Haoyang, der letztes Jahr entschieden hat, sein Zuhause in Houshayu zu errichten, ist einer von ihnen. Er ist ein Automobil-Journalist, der eine hohe Anforderung an die Lebensqualität hat. Als er ein Haus kaufen wollte, hat Haoyang viele Gebiete besichtigt, aber letztendlich wurde er von dem starken "alten Geldstil", der in Shunyi herrscht, angezogen. Es ist eine Atmosphäre, die seine Lebensgrenzen erweitern kann.
Natürlich gibt es auch einen realistischeren Faktor: Hier kann man ein Haus mit besserem Preis-Leistungs-Verhältnis und besserer Wohnungslayout kaufen. Mit seinem Budget von 8 Millionen Yuan kann er in der Stadt vielleicht nur eine 100-Quadratmeter-Wohnung in einer guten Lage und mit guter Wohnungslayout kaufen, aber in Houshayu könnte dieser Raum auf 150 Quadratmeter erweitert werden.
Und Houshayu gehört zu den elegantesten Gebieten in ganz Shunyi. „In dieser Region ist die Obergrenze der Immobilienpreise sehr hoch. Es gibt Villenprojekte für mehrere zehn Millionen Yuan, die Klientel ist hochwertig, und die Obergrenzen für die Infrastruktur wie Handel, Gesundheitswesen und Bildung sind ebenfalls sehr hoch. Zusätzlich ist es in der Nähe des Flughafens (oder vielleicht weil in früheren Jahren die Mitarbeiter der Botschaften hier zusammengekommen sind), so dass es insgesamt ein sehr internationales Gebiet ist.“ Gleichzeitig gibt es hier auch viele ausländische Unternehmen wie Procter & Gamble, Bayer und das BMW Forschungszentrum. Aber die Bevölkerungsdichte ist immer noch niedriger als in der Stadt und sogar niedriger als in Daxing und Tongzhou.
Nach Haoyangs Meinung „Ein Haus sollte nicht nur ein Überlebensraum sein, sondern ein Wohnort, der einen emotionalen Wert bietet.“ Und die Wohnatmosphäre in Houshayu erfüllt genau seine Anforderungen.

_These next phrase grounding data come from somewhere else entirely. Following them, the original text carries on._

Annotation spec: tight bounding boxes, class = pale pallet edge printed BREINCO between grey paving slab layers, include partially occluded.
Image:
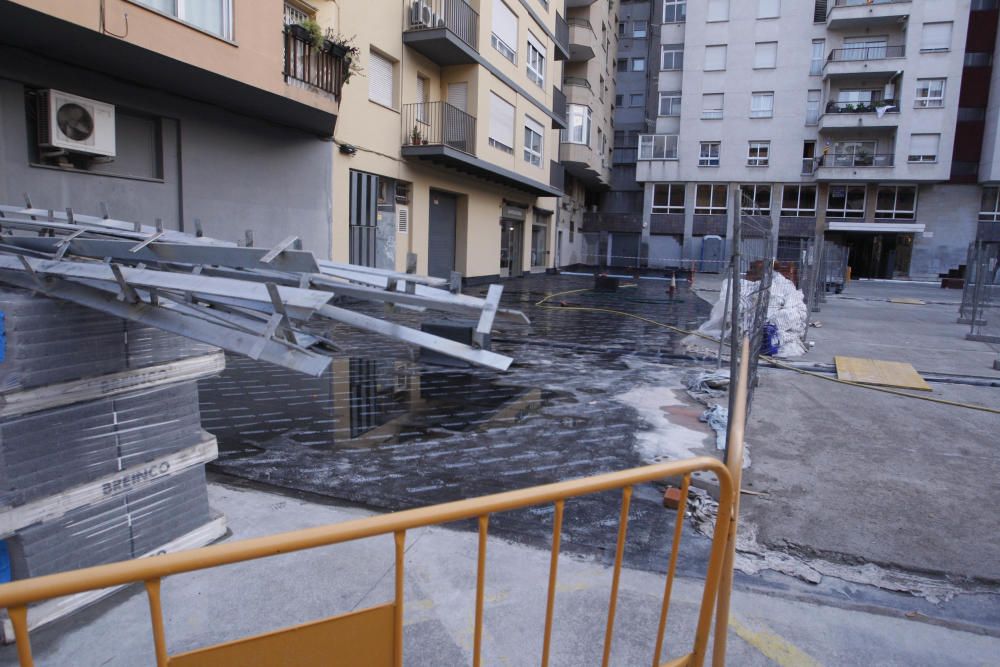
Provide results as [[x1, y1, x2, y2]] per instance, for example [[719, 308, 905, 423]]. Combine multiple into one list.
[[0, 431, 219, 536]]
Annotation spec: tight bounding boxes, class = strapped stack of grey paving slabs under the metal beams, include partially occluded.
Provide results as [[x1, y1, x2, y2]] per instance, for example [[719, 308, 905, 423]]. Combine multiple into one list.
[[0, 289, 225, 641]]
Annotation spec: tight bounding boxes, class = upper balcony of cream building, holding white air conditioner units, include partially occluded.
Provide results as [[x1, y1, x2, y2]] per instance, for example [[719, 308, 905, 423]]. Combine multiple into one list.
[[403, 0, 479, 66]]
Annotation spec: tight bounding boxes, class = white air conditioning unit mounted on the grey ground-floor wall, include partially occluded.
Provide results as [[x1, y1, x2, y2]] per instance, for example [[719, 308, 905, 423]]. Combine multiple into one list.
[[38, 90, 115, 157]]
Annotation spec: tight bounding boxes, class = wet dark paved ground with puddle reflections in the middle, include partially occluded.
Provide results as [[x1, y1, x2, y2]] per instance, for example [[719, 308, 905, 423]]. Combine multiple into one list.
[[201, 276, 713, 571]]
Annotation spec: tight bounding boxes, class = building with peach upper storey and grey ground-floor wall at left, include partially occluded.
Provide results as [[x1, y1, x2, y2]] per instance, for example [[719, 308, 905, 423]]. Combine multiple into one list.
[[0, 0, 344, 256]]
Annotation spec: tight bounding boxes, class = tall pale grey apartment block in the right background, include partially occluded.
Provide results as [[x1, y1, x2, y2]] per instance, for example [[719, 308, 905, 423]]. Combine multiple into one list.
[[609, 0, 997, 278]]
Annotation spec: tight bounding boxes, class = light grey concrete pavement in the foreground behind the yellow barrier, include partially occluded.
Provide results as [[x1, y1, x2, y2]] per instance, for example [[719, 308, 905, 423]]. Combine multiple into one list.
[[0, 484, 1000, 667]]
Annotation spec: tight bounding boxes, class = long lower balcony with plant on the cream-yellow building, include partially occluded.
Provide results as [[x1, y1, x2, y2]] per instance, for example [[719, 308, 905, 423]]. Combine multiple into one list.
[[400, 102, 563, 197]]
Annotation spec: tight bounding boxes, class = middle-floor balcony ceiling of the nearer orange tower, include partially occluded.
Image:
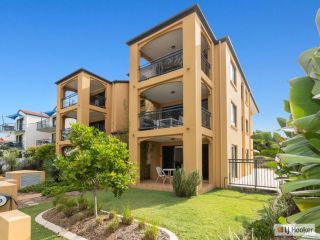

Vom „Arbeitstier“ zum Menschen
Die ersten jungen Menschen, die nach Shunyi kamen, wurden meistens von den steigenden Immobilienpreisen und Mieten in der Stadt „gedrängt“.
Der früheste Vertreter ist Zhang Songwen. Im Jahr 2009 hat Zhang Songwen, der noch Statist in Filmen war, seine Arbeit als Assistent an der Beijing Film Academy gekündigt und ist wegen der hohen Mieten in der Innenstadt von Peking in einen kleinen Hof in Shunyi gezogen. Er hat den Hof mit Blumen, Gemüse und Früchten bepflanzt, hat in dem Markt im Dorf Blumen für die Nachbarn verkauft, die dort einen Stand hatten, und hat gekonnt Gewürze auf das gerade gebratene Hähnchen in dem Fastfood-Restaurant an der Straße gestreut.
Wenn er sich langweilte, ist Zhang Songwen auf dem Chaobai-Fluss Kanufahren gegangen oder hat einfach auf dem See dagestanden und ist dann mit dem Motorrad nach Hause gefahren. Er sagt, dass das flache Haus, in dem er wohnt, sehr komfortabel ist und viele seiner Freunde gerne in seinen Hof kommen. Die Lebensatmosphäre hat ihm große Trost gespendet.